Our deportation of the people of Diego Garcia is a crime that cannot stand

John Pilger
Saturday October 2, 2004
The Guardian

There are times when one tragedy, one crime tells us how a whole system works behind its democratic facade and helps us to understand how much of the world is run for the benefit of the powerful and how governments lie. To understand the catastrophe of Iraq, and all the other Iraqs along imperial history's trail of blood and tears, one need look no further than Diego Garcia. The story of Diego Garcia is shocking, almost incredible. A British colony lying midway between Africa and Asia in the Indian Ocean, the island is one of 64 unique coral islands that form the Chagos Archipelago, a phenomenon of natural beauty, and once of peace. Newsreaders refer to it in passing: "American B-52 and Stealth bombers last night took off from the uninhabited British island of Diego Garcia to bomb Iraq (or Afghanistan)." It is the word "uninhabited" that turns the key on the horror of what was done there.

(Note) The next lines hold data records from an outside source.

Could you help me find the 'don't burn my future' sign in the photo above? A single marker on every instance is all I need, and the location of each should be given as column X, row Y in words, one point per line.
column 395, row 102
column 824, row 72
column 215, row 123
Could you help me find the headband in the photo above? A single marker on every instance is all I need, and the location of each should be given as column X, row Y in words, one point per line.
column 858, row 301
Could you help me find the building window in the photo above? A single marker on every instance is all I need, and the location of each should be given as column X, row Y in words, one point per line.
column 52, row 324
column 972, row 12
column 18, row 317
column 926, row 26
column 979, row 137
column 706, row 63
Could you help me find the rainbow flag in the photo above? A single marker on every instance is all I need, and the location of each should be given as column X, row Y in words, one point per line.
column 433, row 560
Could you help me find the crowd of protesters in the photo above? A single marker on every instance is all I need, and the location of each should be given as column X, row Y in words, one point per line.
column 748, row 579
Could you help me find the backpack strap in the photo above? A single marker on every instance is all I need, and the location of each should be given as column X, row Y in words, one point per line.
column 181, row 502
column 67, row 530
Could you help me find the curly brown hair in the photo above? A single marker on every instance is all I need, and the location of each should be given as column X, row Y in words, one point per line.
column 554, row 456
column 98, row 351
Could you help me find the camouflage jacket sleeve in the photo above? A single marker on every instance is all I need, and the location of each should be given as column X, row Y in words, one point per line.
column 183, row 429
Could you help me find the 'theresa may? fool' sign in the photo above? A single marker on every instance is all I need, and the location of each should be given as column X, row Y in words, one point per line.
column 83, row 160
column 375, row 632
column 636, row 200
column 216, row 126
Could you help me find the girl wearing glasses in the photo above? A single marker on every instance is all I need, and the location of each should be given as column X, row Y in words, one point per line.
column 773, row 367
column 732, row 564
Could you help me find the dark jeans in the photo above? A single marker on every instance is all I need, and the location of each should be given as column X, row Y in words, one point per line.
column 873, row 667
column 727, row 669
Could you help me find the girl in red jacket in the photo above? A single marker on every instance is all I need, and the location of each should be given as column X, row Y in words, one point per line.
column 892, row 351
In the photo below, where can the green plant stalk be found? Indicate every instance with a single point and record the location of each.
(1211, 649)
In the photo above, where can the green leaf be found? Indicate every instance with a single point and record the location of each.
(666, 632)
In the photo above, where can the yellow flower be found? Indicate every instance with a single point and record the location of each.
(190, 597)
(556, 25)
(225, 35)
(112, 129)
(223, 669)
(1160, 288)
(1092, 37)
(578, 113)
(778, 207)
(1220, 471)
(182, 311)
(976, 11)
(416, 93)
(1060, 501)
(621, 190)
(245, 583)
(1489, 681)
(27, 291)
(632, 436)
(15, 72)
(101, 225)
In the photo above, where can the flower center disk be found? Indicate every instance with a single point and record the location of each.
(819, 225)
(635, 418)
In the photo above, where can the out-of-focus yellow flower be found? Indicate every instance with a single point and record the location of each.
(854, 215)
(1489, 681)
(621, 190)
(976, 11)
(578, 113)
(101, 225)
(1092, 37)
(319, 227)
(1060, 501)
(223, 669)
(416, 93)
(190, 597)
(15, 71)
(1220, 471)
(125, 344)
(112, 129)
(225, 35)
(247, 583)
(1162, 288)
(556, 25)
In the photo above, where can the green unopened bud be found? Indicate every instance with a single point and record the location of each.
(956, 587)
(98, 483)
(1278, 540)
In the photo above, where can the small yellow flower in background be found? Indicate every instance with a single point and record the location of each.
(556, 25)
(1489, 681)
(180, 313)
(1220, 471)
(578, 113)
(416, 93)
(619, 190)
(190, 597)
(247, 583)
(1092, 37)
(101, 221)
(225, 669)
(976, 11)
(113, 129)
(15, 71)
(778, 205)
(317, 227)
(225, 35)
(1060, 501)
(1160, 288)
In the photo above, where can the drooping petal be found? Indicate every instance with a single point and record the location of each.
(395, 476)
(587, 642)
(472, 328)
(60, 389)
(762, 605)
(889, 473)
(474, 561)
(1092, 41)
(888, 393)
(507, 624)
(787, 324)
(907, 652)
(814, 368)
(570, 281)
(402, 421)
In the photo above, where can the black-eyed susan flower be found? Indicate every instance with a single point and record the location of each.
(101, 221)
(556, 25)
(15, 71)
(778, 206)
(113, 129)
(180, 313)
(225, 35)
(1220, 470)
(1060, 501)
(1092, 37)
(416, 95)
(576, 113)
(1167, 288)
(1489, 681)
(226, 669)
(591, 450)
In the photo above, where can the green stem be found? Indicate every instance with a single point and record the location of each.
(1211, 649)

In the 1970s, the Ministry of Defence in London produced this epic lie: "There is nothing in our files about a population and an evacuation."



Diego Garcia was first settled in the late 18th century. At least 2,000 people lived there: a gentle creole nation with thriving villages, a school, a hospital, a church, a prison, a railway, docks, a copra plantation. Watching a film shot by missionaries in the 1960s, I can understand why every Chagos islander I have met calls it paradise; there is a grainy sequence where the islanders' beloved dogs are swimming in the sheltered, palm-fringed lagoon, catching fish.

All this began to end when an American rear-admiral stepped ashore in 1961 and Diego Garcia was marked as the site of what is today one of the biggest American bases in the world. There are now more than 2,000 troops, anchorage for 30 warships, a nuclear dump, a satellite spy station, shopping malls, bars and a golf course. "Camp Justice" the Americans call it. During the 1960s, in high secrecy, the Labour government of Harold Wilson conspired with two American administrations to "sweep" and "sanitise" the islands: the words used in American documents. Files found in the National Archives in Washington and the Public Record Office in London provide an astonishing narrative of official lying all too familiar to those who have chronicled the lies over Iraq.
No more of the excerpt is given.